3. Mendorong lembaga publik mempersiapkan upaya pencegahan korupsi yang efektif
di wilayah dan layanan yang rentan terjadinya korupsi.
Hasil survei sebagai berikut.

1. Rata-rata skor integritas sektor publik dari 30 departemen atau intansi tingkat pusat
yang disurvei adalah 5,33. Skor ini diukur dengan skala dari 1 sampai 10, dimana 10
adalah penilaian terbaik. Sektor tergolong rendah dibandingkan dengan skor integritas
sektor publik negara-negara lain.
2. Sebelas departemen atau instansi mendapat skor integritas sektor publik dibawah ratarata. Mereka adalah Departemen Kelautan dan Perikanan, Mahkamah Agung,
Departemen Kesehatan, PT PLN, Departemen Agama, Departemen Tenaga Kerja dan
Transmigrasi, Polri, PT Pelubahan Indonesia, Departemen Perhubungan, Badan
Pertahanan Nasional, serta Departemen Hukum dan Hak Asasi Manusia.
3. Petugas pelayanan publik masih berperilaku koruptif. Terlihat dari 31% responden
yang merasa ada perbedaan prosedur layanan. Selain itu, 29% responden menyatakan
petugas di unit layanan terbiasa menerima tip, hadiah, atau imbalan lainnya dalam
pengurusan layanan.
4. Perilaku itu didukung oleh tidak adanya transparasi dan informasi yang jelas berkaitan
dengan biaya dan waktu yang dibutuhkan dalam pengurusan layanan.
5. Masyarakat pengguna layanan sektor publik masih bersikap toleran terhadap perilaku
koruptif. Di 10 unit layanan di berbagai departemen/instansi, mayoritas pengguna
layananannya (75%-100%) menganggap pemberian imbalan merupakan hal yang
wajar. Bahkan 20% pengguna layanan publik mengaku pernah menawarkan tip,
hadiah, dan imbalan lainnya kepada petugas, untuk mempercepat layanan. Besarnya
biaya tambahan bervariasi dari kurang 2,5 persen hingga lebih dari 20 persen. Dalam
nilai nominal, antara Rp100.000 hingga Rp150juta.
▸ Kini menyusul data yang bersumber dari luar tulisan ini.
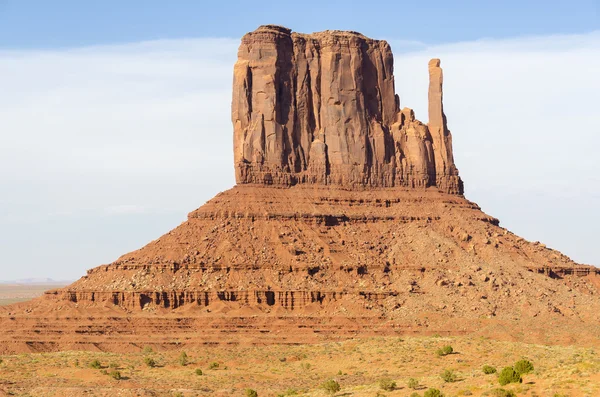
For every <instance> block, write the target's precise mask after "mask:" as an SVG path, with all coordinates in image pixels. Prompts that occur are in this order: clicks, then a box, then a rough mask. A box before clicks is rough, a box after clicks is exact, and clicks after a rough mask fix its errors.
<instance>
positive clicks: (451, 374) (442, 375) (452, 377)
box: [440, 369, 456, 383]
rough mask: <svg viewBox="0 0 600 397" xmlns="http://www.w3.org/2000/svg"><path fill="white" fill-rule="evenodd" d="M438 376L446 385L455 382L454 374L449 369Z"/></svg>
mask: <svg viewBox="0 0 600 397" xmlns="http://www.w3.org/2000/svg"><path fill="white" fill-rule="evenodd" d="M440 376H441V377H442V379H443V380H444V382H447V383H452V382H456V374H455V373H454V371H452V370H451V369H447V370H444V372H442V374H441V375H440Z"/></svg>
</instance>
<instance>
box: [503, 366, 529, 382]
mask: <svg viewBox="0 0 600 397" xmlns="http://www.w3.org/2000/svg"><path fill="white" fill-rule="evenodd" d="M498 382H499V383H500V385H502V386H504V385H508V384H509V383H521V382H523V379H522V378H521V374H519V373H518V372H517V371H515V369H514V368H513V367H506V368H504V369H502V371H500V375H498Z"/></svg>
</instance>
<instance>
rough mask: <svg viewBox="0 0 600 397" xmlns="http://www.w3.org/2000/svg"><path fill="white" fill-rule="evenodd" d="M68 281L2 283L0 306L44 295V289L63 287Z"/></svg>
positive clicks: (28, 299)
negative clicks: (52, 282)
mask: <svg viewBox="0 0 600 397" xmlns="http://www.w3.org/2000/svg"><path fill="white" fill-rule="evenodd" d="M65 285H67V283H48V284H46V283H43V284H19V283H10V284H8V283H7V284H3V283H0V306H5V305H10V304H12V303H17V302H25V301H28V300H31V299H33V298H37V297H38V296H42V295H43V294H44V291H48V290H51V289H56V288H62V287H64V286H65Z"/></svg>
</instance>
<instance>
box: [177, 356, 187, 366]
mask: <svg viewBox="0 0 600 397" xmlns="http://www.w3.org/2000/svg"><path fill="white" fill-rule="evenodd" d="M187 363H188V356H187V353H186V352H181V354H180V355H179V365H181V366H182V367H185V366H186V365H187Z"/></svg>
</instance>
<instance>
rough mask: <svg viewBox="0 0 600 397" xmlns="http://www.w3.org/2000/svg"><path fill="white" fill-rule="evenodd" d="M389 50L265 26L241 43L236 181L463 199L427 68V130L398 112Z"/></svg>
mask: <svg viewBox="0 0 600 397" xmlns="http://www.w3.org/2000/svg"><path fill="white" fill-rule="evenodd" d="M393 63H394V62H393V56H392V52H391V49H390V46H389V45H388V43H386V42H385V41H382V40H372V39H369V38H367V37H365V36H363V35H361V34H359V33H356V32H340V31H325V32H320V33H314V34H310V35H307V34H299V33H292V32H291V31H290V30H289V29H286V28H282V27H278V26H261V27H260V28H258V29H257V30H256V31H254V32H251V33H248V34H247V35H245V36H244V37H243V39H242V44H241V45H240V48H239V52H238V61H237V63H236V64H235V68H234V83H233V103H232V120H233V125H234V150H235V167H236V180H237V182H238V183H240V184H241V183H255V184H265V185H283V186H291V185H295V184H299V183H306V184H327V185H339V186H343V187H347V188H348V187H359V186H365V187H393V186H404V187H431V186H435V187H437V188H438V189H440V190H441V191H444V192H447V193H455V194H462V182H461V181H460V178H459V176H458V170H457V169H456V167H455V165H454V159H453V157H452V137H451V135H450V131H448V129H447V127H446V118H445V116H444V114H443V106H442V72H441V69H440V68H439V60H437V61H436V62H433V61H432V63H431V64H430V77H431V83H430V90H429V117H430V122H429V126H427V125H424V124H422V123H420V122H419V121H417V120H415V118H414V114H413V113H412V111H411V110H410V109H404V110H402V111H400V109H399V99H398V96H397V95H396V94H395V88H394V74H393V73H394V71H393Z"/></svg>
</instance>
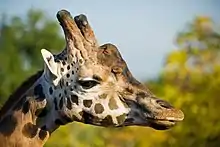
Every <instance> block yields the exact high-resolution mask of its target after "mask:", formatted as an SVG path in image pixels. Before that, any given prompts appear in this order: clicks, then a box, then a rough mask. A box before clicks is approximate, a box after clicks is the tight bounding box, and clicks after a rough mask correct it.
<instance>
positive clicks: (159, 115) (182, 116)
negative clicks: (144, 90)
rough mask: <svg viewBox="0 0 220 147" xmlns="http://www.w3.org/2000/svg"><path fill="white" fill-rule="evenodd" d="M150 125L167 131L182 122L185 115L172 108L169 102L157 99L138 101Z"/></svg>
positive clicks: (150, 99) (150, 125)
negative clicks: (176, 124) (177, 124)
mask: <svg viewBox="0 0 220 147" xmlns="http://www.w3.org/2000/svg"><path fill="white" fill-rule="evenodd" d="M138 103H139V104H140V105H141V107H142V109H143V113H144V116H145V119H146V120H147V121H148V125H149V126H150V127H152V128H154V129H157V130H166V129H169V128H171V127H173V126H175V125H176V124H177V122H181V121H182V120H183V119H184V113H183V112H182V111H181V110H180V109H177V108H174V107H173V106H171V105H170V104H169V103H168V102H167V101H164V100H161V99H157V98H154V97H153V98H144V99H143V98H142V99H138Z"/></svg>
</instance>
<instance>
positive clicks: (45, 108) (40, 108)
mask: <svg viewBox="0 0 220 147" xmlns="http://www.w3.org/2000/svg"><path fill="white" fill-rule="evenodd" d="M47 112H48V111H47V108H46V107H44V108H40V109H37V110H36V112H35V115H36V116H37V117H44V116H46V115H47Z"/></svg>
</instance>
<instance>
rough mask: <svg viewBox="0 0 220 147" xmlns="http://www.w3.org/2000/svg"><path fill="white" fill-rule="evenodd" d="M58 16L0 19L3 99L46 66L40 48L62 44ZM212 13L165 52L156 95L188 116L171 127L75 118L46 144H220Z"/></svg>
mask: <svg viewBox="0 0 220 147" xmlns="http://www.w3.org/2000/svg"><path fill="white" fill-rule="evenodd" d="M57 24H58V23H57V22H54V21H51V20H50V19H48V18H47V16H45V15H44V13H43V12H41V11H37V10H30V11H29V12H28V13H27V16H26V17H25V18H23V19H21V18H19V17H12V18H10V19H7V18H6V17H3V19H2V21H1V23H0V77H1V82H0V104H3V102H4V101H5V100H6V98H7V97H8V96H9V95H10V93H11V92H12V91H14V90H15V88H16V87H17V86H18V85H19V84H21V82H23V81H24V80H25V79H26V78H27V77H29V76H30V75H31V74H33V73H35V72H36V71H37V70H39V69H42V67H43V65H42V64H43V60H42V58H41V54H40V49H42V48H46V49H49V50H51V51H52V52H54V53H57V52H59V51H61V50H62V48H63V47H64V45H65V44H64V37H62V36H61V35H60V32H59V30H61V29H59V26H58V25H57ZM214 27H215V24H214V22H213V21H212V20H211V18H208V17H197V18H195V20H193V22H192V23H191V24H189V25H188V26H187V27H186V28H185V29H184V30H183V31H182V32H180V33H179V34H178V36H177V39H176V44H177V47H178V49H177V50H174V51H172V52H170V53H169V54H168V55H167V57H166V62H165V65H164V69H163V71H162V73H161V75H159V77H158V78H157V79H156V80H152V81H148V82H147V86H148V87H150V89H151V90H152V91H154V93H156V95H157V96H159V97H162V98H164V99H166V100H168V101H170V102H172V103H173V104H174V105H175V106H177V107H180V108H181V109H183V111H184V113H185V120H184V121H183V122H182V123H180V124H178V125H177V126H176V127H174V128H172V129H171V130H168V131H156V130H153V129H151V128H143V127H126V128H118V129H113V128H102V127H96V126H89V125H84V124H81V123H71V124H69V125H66V126H63V127H60V129H59V130H57V131H56V132H55V133H53V134H52V137H51V138H50V139H49V140H48V142H47V144H46V145H45V146H46V147H60V146H63V147H155V146H157V147H160V146H161V147H170V146H172V147H173V146H177V147H191V146H196V147H206V146H209V147H217V146H219V145H218V144H220V117H219V115H218V112H220V107H219V104H220V98H219V91H220V52H219V49H220V35H219V32H218V31H220V30H218V29H216V28H214Z"/></svg>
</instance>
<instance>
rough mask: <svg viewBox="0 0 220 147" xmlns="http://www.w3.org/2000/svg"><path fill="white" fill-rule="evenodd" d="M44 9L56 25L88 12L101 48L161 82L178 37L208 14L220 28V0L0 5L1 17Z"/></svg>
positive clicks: (24, 13)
Survei ini dilakukan secara rutin setiap tahun untuk memantau efektivitas
pengendalian korupsi di layanan publik sebagai mekanisme check and balance antara
penyedia dan pengguna layanan publik.
KPK memberikan rekomendasi pencegahan korupsi terutama kepada departemen dan
instansi yang memiliki skor integritas sektor publik di bawah rata-rata. KPK terus memonitor
terhadap berbagai sektor pelayanan publik yang ada di departemen dan instansi.
PENUTUP
Sebagai akuntan forensik, kita perlu memahami apa makna dari masing-masing
indikator atau indeks, bagaimana mereka dikompilasi, siapa yang mengompilasi, apa
kelemahan indikator atau indeks tersebut (dalam hal apa sebaiknya tidak digunakan), dan
seterusnya.
Adapun indikator yang dipergunakan, kita tidak dapat memungkiri bahwa korupsi
sudah lama merasuk bangsa ini.
Membasmi korupsi harus dimulai dari pendidikan di rumah, di sekolah, maupun di
tempat penempaan spritual dan agama. Pemberantasan korupsi tidak bisa dilakukan hanya
dengan gebrakan, ini salah satu pelajaran pahit bagi kita selama setengah abad.